Die Depression als Notprogramm – Ratgeber
Wie alles in der Natur und der Entwicklung des Menschen einen Sinn hat, so glaube ich mittlerweile auch fest daran, dass die Depression für etwas gut ist. Wenn sich die Disposition, also die genetische Veranlagung, zur Depression seit Jahrhunderten immer wieder vererbt hat, dann muss sie den Menschen aus Sicht der Evolution einen Vorteil verschafft haben. Vielleicht ist sie ja so eine Art Notprogramm? Nichts entwickelt sich und hält sich meiner Meinung nach über so lange Zeit ohne einen triftigen Grund. Alles hängt miteinander zusammen und so verhält es sich auch mit der Depression.
Wozu also soll die Depression nun gut sein? Ich sehe in der Depression eine Urkraft, einen Urimpuls, der in jedem Menschen angelegt ist. Es ist eine Art Notprogramm, auf das das Auto Mensch umschaltet, damit es noch bis in die nächste Werkstatt fahren kann. Wir alle kennen das kleine gelbe Symbol aus dem Cockpit unserer Fahrzeuge. Natürlich kann man auf dem Notprogramm auch noch weitere Strecken zurück legen oder so tun, als wäre es gar nicht aktiv. Aber bei unserem über alles geliebten Automobil würden wir das niemals tun. Es könnte doch Schaden nehmen und deshalb ist es besser, sofort nach Auftreten der ersten Anzeichen, eine Werkstatt aufzusuchen und sich helfen zu lassen.

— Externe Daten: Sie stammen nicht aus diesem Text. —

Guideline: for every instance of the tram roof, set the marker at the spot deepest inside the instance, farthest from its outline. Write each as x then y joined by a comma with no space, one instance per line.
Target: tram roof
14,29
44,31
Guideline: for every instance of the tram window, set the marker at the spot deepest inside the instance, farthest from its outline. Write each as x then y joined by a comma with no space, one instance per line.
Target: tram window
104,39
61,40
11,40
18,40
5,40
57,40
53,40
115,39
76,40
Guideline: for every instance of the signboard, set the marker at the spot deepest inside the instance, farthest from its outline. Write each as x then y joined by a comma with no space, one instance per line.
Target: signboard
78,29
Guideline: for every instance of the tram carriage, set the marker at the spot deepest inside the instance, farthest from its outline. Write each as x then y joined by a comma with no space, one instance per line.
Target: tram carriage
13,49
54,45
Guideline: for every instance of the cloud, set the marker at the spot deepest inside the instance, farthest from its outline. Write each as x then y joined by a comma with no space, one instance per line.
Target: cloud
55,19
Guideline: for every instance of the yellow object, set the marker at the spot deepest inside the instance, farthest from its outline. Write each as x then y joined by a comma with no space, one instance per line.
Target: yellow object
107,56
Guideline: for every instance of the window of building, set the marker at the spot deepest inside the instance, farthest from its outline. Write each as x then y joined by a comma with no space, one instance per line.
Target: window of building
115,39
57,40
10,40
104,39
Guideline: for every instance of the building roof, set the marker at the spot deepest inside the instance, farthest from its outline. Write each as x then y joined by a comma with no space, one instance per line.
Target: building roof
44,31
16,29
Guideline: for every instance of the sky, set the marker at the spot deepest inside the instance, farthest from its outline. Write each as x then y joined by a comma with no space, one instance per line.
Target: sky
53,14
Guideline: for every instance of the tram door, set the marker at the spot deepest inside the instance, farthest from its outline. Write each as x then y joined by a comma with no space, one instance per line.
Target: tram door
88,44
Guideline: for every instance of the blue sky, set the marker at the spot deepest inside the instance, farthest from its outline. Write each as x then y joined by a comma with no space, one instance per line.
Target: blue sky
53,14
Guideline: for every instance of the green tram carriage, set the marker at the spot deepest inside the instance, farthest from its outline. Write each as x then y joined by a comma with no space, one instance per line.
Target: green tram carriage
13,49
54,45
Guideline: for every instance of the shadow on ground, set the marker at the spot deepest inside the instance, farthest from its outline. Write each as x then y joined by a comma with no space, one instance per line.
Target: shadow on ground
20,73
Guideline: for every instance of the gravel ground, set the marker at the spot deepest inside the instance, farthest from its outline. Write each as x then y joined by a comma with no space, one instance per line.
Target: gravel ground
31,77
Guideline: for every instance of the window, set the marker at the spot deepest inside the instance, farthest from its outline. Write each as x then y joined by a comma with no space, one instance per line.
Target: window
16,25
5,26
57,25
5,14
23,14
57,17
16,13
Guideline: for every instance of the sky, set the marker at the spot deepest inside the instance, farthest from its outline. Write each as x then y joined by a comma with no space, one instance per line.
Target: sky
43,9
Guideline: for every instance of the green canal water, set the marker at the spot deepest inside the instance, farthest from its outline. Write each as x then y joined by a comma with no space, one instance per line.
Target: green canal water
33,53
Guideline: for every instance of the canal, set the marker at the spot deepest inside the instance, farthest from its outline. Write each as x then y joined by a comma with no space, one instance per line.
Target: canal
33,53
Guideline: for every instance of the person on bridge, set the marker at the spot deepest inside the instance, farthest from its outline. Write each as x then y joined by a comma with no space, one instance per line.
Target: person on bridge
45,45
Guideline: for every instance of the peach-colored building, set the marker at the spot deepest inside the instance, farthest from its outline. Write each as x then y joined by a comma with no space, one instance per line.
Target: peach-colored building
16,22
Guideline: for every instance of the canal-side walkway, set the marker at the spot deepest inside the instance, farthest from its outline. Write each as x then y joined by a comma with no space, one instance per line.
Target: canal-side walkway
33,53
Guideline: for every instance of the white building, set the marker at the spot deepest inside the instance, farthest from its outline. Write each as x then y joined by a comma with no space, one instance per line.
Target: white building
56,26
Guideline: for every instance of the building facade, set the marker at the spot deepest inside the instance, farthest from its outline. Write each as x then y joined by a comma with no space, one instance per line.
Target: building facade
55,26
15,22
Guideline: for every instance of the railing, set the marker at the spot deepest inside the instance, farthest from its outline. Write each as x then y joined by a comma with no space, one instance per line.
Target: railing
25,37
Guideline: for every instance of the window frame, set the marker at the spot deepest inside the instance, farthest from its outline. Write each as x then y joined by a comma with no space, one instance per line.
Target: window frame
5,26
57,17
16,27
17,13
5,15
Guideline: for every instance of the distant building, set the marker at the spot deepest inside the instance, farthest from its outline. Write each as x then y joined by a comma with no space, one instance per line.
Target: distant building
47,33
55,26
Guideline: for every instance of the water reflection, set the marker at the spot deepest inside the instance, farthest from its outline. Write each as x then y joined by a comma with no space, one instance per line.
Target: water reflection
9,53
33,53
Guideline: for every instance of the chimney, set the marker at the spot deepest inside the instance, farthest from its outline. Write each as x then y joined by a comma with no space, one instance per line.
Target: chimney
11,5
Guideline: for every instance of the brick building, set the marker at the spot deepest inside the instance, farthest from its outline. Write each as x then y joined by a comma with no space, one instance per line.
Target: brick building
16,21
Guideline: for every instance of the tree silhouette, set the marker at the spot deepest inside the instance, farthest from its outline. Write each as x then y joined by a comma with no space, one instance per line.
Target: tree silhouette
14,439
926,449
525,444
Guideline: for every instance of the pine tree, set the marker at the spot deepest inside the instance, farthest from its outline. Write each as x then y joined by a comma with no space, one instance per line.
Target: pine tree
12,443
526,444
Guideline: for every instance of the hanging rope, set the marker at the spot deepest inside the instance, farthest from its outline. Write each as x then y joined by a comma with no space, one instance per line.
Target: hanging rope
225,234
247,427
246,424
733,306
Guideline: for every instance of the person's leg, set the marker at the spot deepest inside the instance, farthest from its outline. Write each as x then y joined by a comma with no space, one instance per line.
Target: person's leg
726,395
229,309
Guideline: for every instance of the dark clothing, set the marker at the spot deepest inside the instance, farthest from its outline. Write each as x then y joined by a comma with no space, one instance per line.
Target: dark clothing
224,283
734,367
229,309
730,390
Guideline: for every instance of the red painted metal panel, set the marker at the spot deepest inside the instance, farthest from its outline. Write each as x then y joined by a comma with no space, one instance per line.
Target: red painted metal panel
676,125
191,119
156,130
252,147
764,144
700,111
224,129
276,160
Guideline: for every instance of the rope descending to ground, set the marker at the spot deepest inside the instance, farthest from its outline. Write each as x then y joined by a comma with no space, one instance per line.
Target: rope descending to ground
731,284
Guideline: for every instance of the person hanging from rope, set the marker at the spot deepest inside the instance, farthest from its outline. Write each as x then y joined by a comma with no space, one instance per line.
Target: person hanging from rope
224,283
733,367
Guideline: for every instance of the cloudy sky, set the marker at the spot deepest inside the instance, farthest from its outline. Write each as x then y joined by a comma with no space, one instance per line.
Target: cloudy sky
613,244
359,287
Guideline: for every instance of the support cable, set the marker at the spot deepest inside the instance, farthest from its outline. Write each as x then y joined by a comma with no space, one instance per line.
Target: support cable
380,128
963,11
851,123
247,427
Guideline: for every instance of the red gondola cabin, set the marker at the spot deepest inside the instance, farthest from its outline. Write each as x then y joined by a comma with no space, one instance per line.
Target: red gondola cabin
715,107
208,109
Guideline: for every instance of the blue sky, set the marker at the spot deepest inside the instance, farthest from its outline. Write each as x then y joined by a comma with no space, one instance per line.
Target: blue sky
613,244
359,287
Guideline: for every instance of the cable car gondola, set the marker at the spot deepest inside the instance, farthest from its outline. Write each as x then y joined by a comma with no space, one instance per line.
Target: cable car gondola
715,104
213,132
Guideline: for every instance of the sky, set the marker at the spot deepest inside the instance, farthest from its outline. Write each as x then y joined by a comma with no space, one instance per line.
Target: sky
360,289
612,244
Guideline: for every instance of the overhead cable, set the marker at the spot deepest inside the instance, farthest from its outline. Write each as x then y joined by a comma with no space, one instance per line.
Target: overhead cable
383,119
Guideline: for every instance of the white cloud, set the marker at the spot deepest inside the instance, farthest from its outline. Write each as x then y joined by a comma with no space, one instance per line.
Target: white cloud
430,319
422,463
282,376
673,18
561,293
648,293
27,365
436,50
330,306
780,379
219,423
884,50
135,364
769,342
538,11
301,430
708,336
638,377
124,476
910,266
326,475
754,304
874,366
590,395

Depression durch Überforderung
Die Depression steht bei mir für ständige Überforderung. Ich habe viel erreicht in meinem Leben. So habe ich die DDR als „Staatsfeind“ überlebt und im freien Deutschland neu angefangen. Ich hatte quasi nichts, außer das, was ich auf dem Leib trug, als ich nach meinem Freikauf durch die Bundesrepublik von der Stasi in den Zug in Richtung Gießen gesetzt wurde. Ich musste bei Null wieder anfangen. Nicht einmal mein Beruf war hier anerkannt. Ich brauchte dafür eine Bescheinigung. Denn ich war „Der aus dem Osten“ und stand in der Hackordnung der Gesellschaft auf ziemlich unterster Stufe. Ich habe viel gearbeitet und meinen Beruf sehr ernst genommen. So habe ich mir im Laufe Zeit Respekt und Anerkennung erworben, in der Firma, in der Nachbarschaft, in der Kirchengemeinde…
Ich habe ein Haus gebaut für meine Familie und auf dem zweiten Bildungsweg während eines Fernstudiums meine Prüfung zum Techniker absolviert. Ferner habe ich für meine Familie und meine inzwischen an Alzheimer erkrankte Oma gesorgt, in dem ich sie in meinen Haushalt aufnahm. Ich habe den Rasen gemäht, die Hecke geschnitten und versucht, ein guter Nachbar zu sein. Ich war Lektor in meiner Gemeinde und habe mich in den Kirchenvorstand wählen lassen. Ohne je in einer Partei gewesen zu sein, habe ich für die Kommunalwahl kandidiert und hätte man mir das Amt des Papstes angeboten, hätte ich das auch noch angenommen, denn einer muss es ja tun…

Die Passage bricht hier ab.